He had many companions in his enterprise; even Mrs Young herself joined the party. She said she would willingly give every ornament in her possession to find the missing brooch. And it was found at last, and by herself, sunk in the earth by the side of a large stone.

That night Mrs Young's own conveyance waited at the door of Prison for Helen Gray. As soon as the latter arrived at Todlaw Mains, Mrs Young assembled the whole household, and publicly acknowledged her innocence, apologising for the treatment she had received. In the evening, by appointment, Helen met Robin Rae, who, since the brooch was found, had become somewhat calmer. The result of this interview was, that Robin wrote to Jessie the following morning.

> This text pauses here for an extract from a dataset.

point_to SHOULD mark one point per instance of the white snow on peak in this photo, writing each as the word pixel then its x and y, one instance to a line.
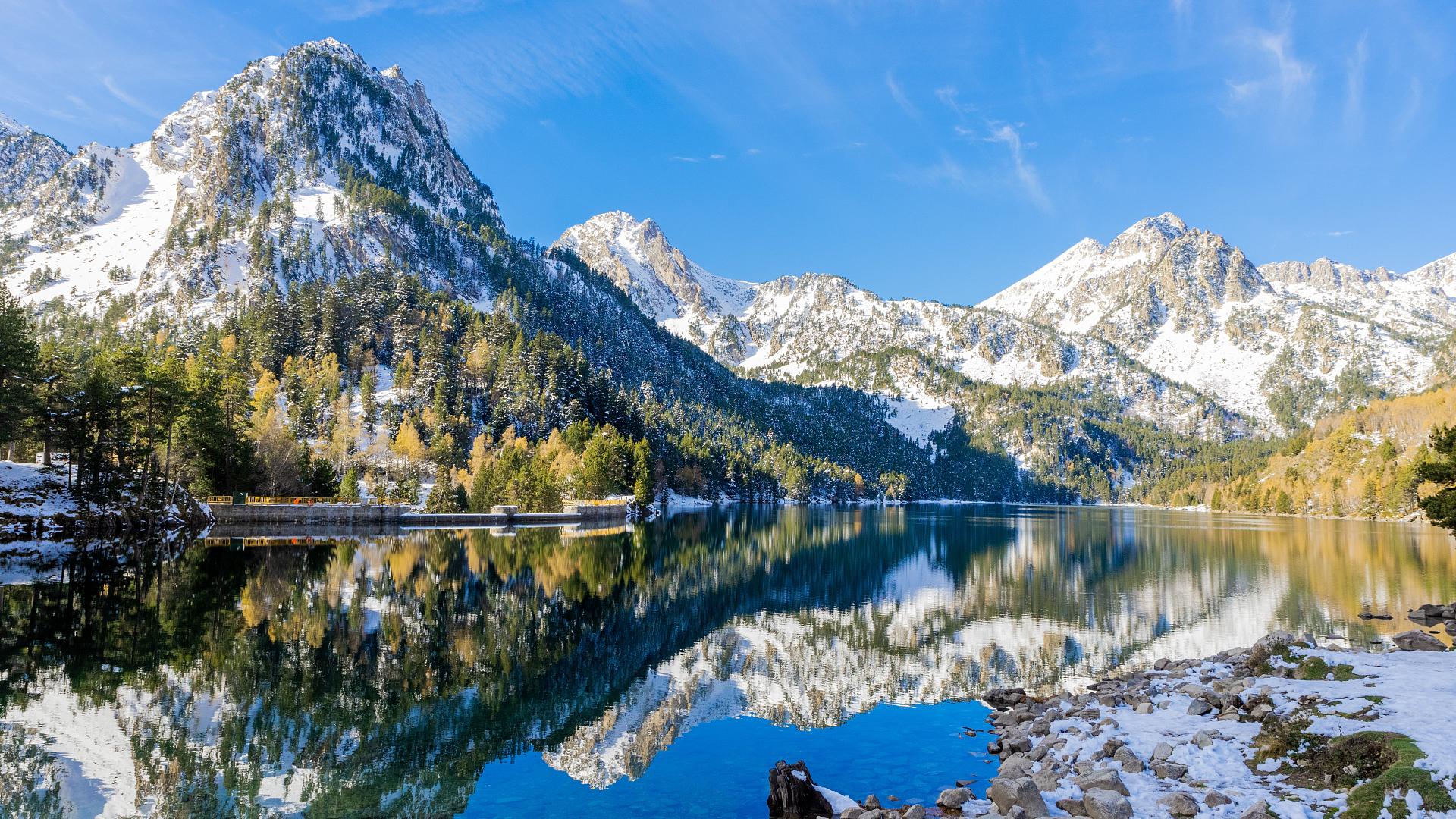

The unhappy girl, although she did not for a moment repent that she had done justice to Helen, had spent the whole night in weeping. Everything terrified and shocked her in her new situation. She prayed that, if it were God's will, her miserable life might be shortened. O how she longed through that long night for the sound of a kind voice-for one word of consolation and forgiveness! She was lying sunk and exhausted when Robin's letter was brought to her. Her eyes were so swollen with the tears she had shed, and so dim with those which still continued to flow, that it was with difficulty she read:

'MY JESSIE, MY AIN JESSIE-I dinna say ye have not sinned, for that wad not be true; but ye have repented. If I hae onything to forgie, I forgie ye; and O Jessie! forgie me for the hard, unchristian words that hindered ye frae telling me yer troubles. May God forgie us baith, my Jessie! I will not come to see ye where ye are, for I ken ye weel, Jessie, and that ye wadna like me to see ye there. But the gold brooch is found; and when ye are free aince mair, the first face ye shall see shall be that o' your ain ROBIN.'

Jessie wept different tears over this letter from those she had shed in the night; but she resolved not the less firmly that her lover should never share her disgrace. 'No,' she said to herself,

nae ane shall e'er hae't to say o' Robin Rae, that his wife was a thief.'

Slowly the weary weeks wore away to the poor prisoner; but sad though the time was, it was not profitless. Morally, her principles became clearer and stronger, and her spirit more resolute and more peaceful. She felt now that she should be able to endure the public trial with composure. During this period, she saw no one but her mother and Helen. Whether she ever convinced the former of the guilt of her conduct, still remains doubtful. There is nothing more certain, than that the continued indulgence of evil inclinations, whether in trifles or in greater things, blinds the understanding to a perception of their wickedness.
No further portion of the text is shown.